Sembra un paradosso, quindi, ma non lo è, nella nostra società capitalistica globalizzata il problema della comunicazione è la comunicazione stessa. Affermazione che in sostanza significa che la comunicazione è importante e, oggi più che mai, bisogna farla bene.
Il ruolo del professionista della comunicazione che lavora per l’azienda è quindi, in realtà, quello di essere una sorta di “ideologo della marca”. È lui che, proponendo le strategie e le diverse campagne pubblicitarie nel tempo, svolge il ruolo di costruire e talvolta correggere il carattere e la personalità del brand che si sedimenta nel consumatore. Perché le leggi cui obbedisce l’advertising sono, in fondo, ancora quelle del buon vecchio Aristotele. Cito da un manuale: «scopo della rappresentazione teatrale è quello di muovere gli uomini alle passioni e purificarle attraverso gli eventi». Che, tradotto nell’ottica strategica della comunicazione pubblicitaria, vuol dire: la rappresentazione del prodotto deve catturare la mente dello spettatore, rendendolo emotivamente coinvolto in valori morali, emotivi ed estetici legati alla marca, per poi risolversi felicemente nell’azione che è incarnata dal benefit, in altre parole nel beneficio che egli trae dal prodotto. È chiaro, poi, che il successo della “rappresentazione”, dipende dalla bontà delle idee che sono chiamate a trasmettere l’ideologia.

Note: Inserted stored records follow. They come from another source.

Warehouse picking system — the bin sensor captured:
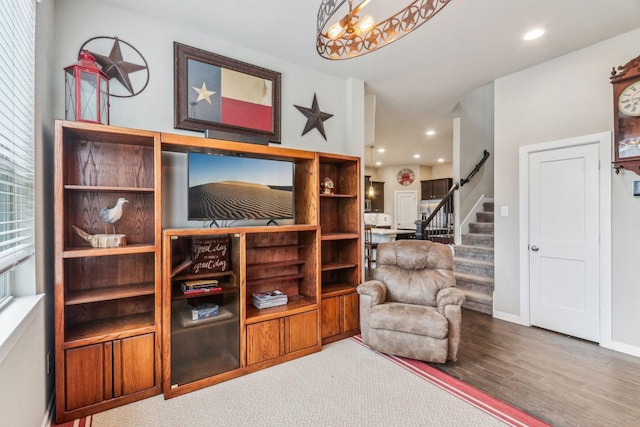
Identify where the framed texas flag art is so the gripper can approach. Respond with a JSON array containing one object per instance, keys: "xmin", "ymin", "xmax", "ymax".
[{"xmin": 173, "ymin": 42, "xmax": 280, "ymax": 143}]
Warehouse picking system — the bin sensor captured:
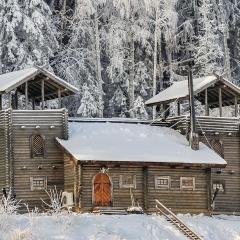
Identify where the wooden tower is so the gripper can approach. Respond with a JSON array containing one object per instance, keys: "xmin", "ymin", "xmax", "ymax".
[
  {"xmin": 146, "ymin": 75, "xmax": 240, "ymax": 213},
  {"xmin": 0, "ymin": 68, "xmax": 78, "ymax": 210}
]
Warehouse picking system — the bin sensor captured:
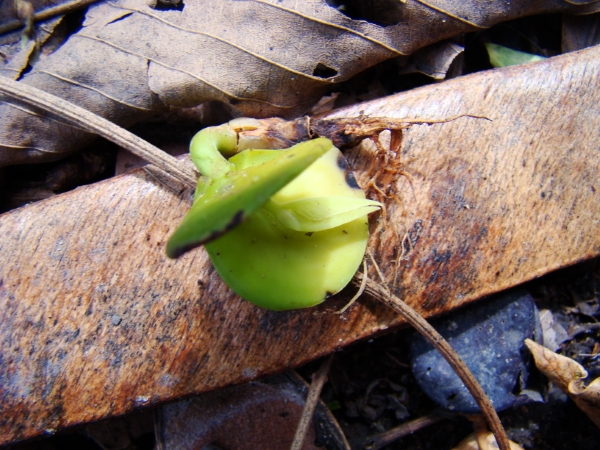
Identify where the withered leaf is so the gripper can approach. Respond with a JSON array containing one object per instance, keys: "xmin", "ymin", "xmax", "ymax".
[
  {"xmin": 0, "ymin": 0, "xmax": 590, "ymax": 167},
  {"xmin": 525, "ymin": 339, "xmax": 600, "ymax": 427}
]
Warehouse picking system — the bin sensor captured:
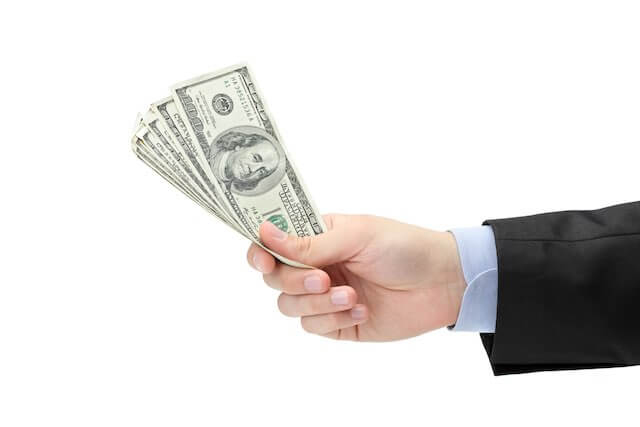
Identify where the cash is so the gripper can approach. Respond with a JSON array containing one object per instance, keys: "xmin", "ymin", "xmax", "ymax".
[{"xmin": 131, "ymin": 64, "xmax": 326, "ymax": 267}]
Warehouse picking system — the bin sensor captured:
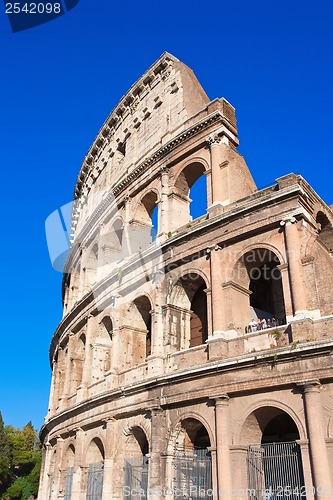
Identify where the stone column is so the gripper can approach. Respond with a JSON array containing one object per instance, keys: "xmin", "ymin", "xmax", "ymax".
[
  {"xmin": 148, "ymin": 407, "xmax": 166, "ymax": 500},
  {"xmin": 303, "ymin": 380, "xmax": 333, "ymax": 500},
  {"xmin": 72, "ymin": 428, "xmax": 86, "ymax": 500},
  {"xmin": 215, "ymin": 394, "xmax": 232, "ymax": 500},
  {"xmin": 282, "ymin": 217, "xmax": 307, "ymax": 316}
]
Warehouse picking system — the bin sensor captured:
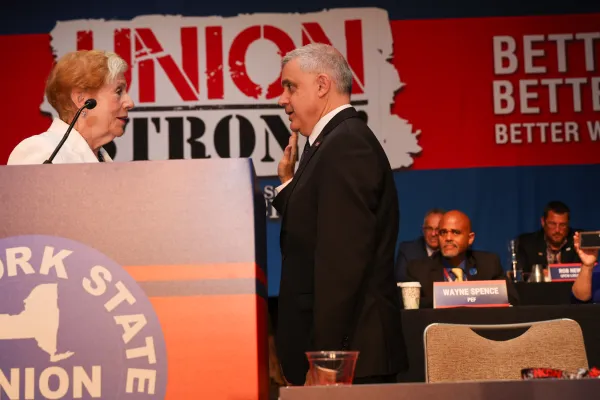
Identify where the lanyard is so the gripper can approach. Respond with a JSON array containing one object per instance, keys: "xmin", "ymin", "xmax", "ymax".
[{"xmin": 444, "ymin": 268, "xmax": 468, "ymax": 282}]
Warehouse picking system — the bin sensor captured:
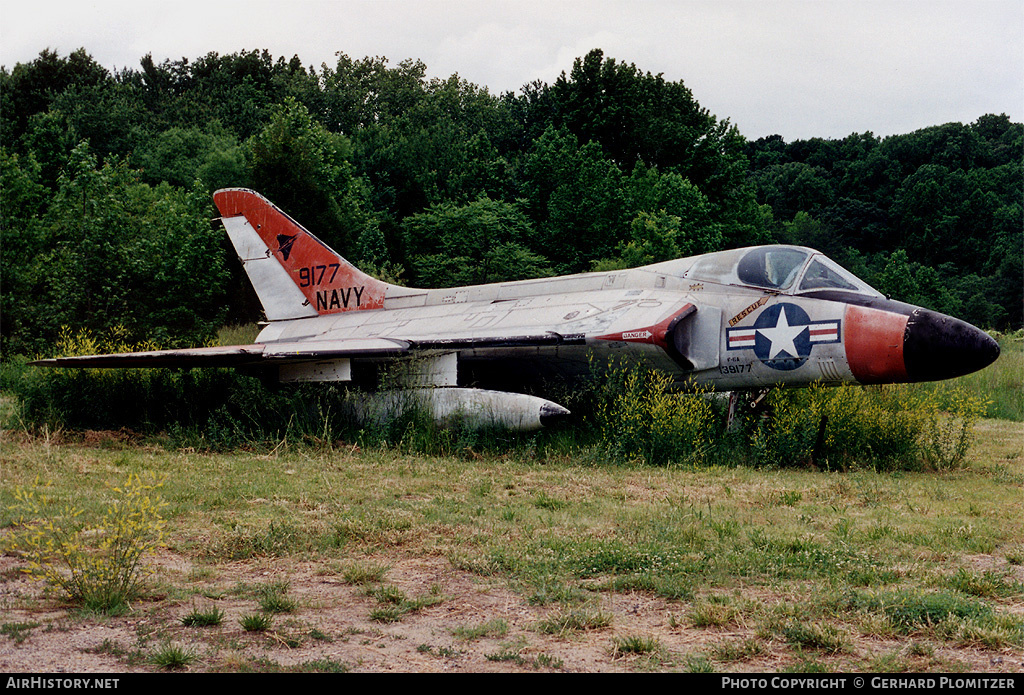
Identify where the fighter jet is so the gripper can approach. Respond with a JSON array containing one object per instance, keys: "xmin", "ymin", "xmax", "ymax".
[{"xmin": 34, "ymin": 188, "xmax": 999, "ymax": 431}]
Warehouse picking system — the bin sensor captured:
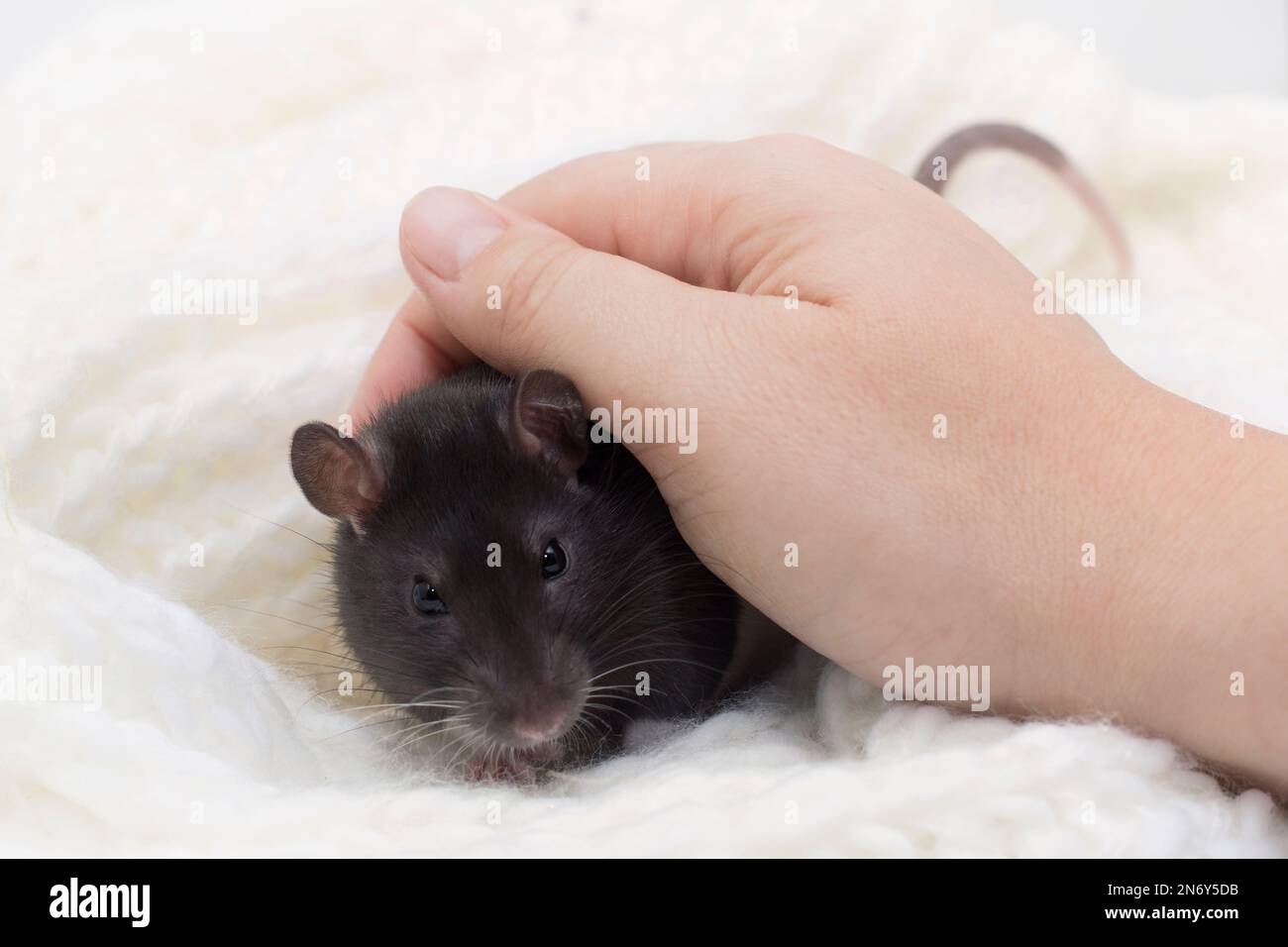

E, proprio per questi motivi, prima di concludere questa chiacchierata, è forse il caso di spendere qualche parola ancora sul rapporto fra mercato, brand image e consumi. Concretamente - analizzando cioè le case hystory di ogni brand di successo - il primo comandamento del mercato è molto semplice: il prodotto crea il bisogno, non viceversa. I bisogni di una società consumistica sono, infatti, come già rilevato, in massima parte psicologici, culturali e obbediscono a tutta una serie di regole sociali e comportamentali (sulle quali - ça va sans dire - fanno leva tutti i professionisti della comunicazione). Se con il termine cultura possiamo intendere la vasta esperienza collettiva e individuale, comprensiva di storia e valori, allora possiamo anche tranquillamente affermare che la scelta di un prodotto da parte del consumatore è quasi sempre culturale. Il mercato, insomma, è quel posto magico dove, come per incanto, i valori “culturali” si traformano in qualcosa di oggettivo, tangibile e ottenibile facendo il solo sforzo di pagare: il prodotto. Ecco perché, in definitiva, l’immagine di marca è così importante.